This document describes how we map the checklist data to Darwin Core.
Load libraries:
library(tidyverse)
library(here)
library(janitor)
library(readxl)
library(digest)
The source data is maintained as an Excel file elsewhere. It is manually copied to this repository.
Read source data:
raw_data <- read_excel(path = here("data", "raw", "checklist.xlsx"))
Preview raw data:
glimpse(raw_data)
## Rows: 2,617
## Columns: 18
## $ Id <dbl> 1, 2, 3, 4, 5, 6, 7, 8, 9, 10, 11, 12, …
## $ Taxon <chr> "Acanthus hungaricus (Borbás) Baen.", "…
## $ `Hybrid formula` <chr> NA, NA, NA, NA, NA, NA, NA, NA, NA, NA,…
## $ Synonym <chr> NA, NA, NA, NA, NA, NA, NA, NA, NA, NA,…
## $ Family <chr> "Acanthaceae", "Acanthaceae", "Acanthac…
## $ `M/I` <chr> "D", "D", "D", "D", "D", "D", "D", "D",…
## $ FR <chr> "2016", "1998", "2016", "2013", "1680",…
## $ MRR <chr> "2018", "2016", "2018", "2018", "N", "A…
## $ Origin <chr> "E", "E AF", "E AF AS-Te", "AF", "AS-Te…
## $ Presence_Fl <chr> "X", "X", "X", "X", "X", "X", "X", "X",…
## $ Presence_Br <chr> "X", NA, NA, NA, "X", NA, NA, NA, NA, "…
## $ Presence_Wa <chr> NA, "X", NA, NA, "X", "X", NA, NA, NA, …
## $ `D/N` <chr> "Cas.", "Cas.", "Cas.", "Cas.", "Nat.",…
## $ `V/I` <chr> "Hort.", "Hort.", "Hort.", "Hort.", "Ho…
## $ taxonRank <chr> "species", "species", "species", "speci…
## $ scientificNameID <chr> NA, "http://ipni.org/urn:lsid:ipni.org:…
## $ Habitat <chr> "Terrestrial", "Terrestrial", "Terrestr…
## $ `Name (excl. author citation)` <chr> "Acanthus hungaricus", "Acanthus mollis…

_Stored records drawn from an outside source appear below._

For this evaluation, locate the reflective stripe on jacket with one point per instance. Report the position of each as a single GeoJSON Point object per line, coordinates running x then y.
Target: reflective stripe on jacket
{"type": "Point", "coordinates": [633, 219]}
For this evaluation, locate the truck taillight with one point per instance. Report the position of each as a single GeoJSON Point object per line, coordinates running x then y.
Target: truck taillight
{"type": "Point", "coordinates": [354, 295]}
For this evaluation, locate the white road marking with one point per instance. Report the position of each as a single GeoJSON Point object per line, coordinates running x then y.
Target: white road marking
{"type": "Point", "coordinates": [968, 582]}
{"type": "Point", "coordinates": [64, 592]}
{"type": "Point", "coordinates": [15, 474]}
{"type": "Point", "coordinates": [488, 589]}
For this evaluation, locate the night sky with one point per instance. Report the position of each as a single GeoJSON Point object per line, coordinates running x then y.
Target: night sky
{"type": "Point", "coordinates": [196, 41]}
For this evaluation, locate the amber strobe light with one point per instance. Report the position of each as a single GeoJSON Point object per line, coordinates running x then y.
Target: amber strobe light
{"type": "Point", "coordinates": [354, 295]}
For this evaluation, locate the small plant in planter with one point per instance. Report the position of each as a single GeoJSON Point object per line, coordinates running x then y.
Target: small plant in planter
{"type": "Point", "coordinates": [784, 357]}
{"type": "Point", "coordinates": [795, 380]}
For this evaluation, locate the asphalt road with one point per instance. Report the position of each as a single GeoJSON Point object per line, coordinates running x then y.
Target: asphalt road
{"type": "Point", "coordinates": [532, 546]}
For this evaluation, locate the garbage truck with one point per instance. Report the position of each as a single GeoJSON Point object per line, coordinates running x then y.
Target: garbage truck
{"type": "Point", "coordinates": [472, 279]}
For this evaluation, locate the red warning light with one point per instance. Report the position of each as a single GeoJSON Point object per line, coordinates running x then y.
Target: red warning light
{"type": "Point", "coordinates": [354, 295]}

To link taxa with information in the extension(s), each taxon needs a
unique and relatively stable taxonID. Here we create one in
the form of dataset_shortname:taxon:hash, where
hash is unique code based on scientific name (not
kingdom).
# Vectorize the digest function (The digest() function isn't vectorized. So if you pass in a vector, you get one value for the whole vector rather than a digest for each element of the vector):
vdigest <- Vectorize(digest)
input_data <-
raw_data |>
remove_empty("rows") |>
clean_names() |>
mutate(
taxon_id = paste(
"alien-plants-belgium",
"taxon",
vdigest(taxon, algo = "md5"),
sep = ":"
)
)
Information on the occurrences is given for the regions, while date information is given for Belgium as a whole. Some transformations and clarifications are needed.
Some species have two values for occurrenceStatus
and eventDate, i.e. species with the degree of
naturalisation (d_n) of extinct (Ext.) or
extinct/casual (Ext./Cas.).
Extinct: introduced taxa that once were naturalized (usually rather locally) but that have not been confirmed in recent times in their known localities. Only taxa that are certainly extinct are indicated as such. Extinct/casual: Some of these extinct taxa are no longer considered as naturalized but still occur as casuals; such taxa are indicated as “Ext./Cas.” (for instance Tragopogon porrifolius).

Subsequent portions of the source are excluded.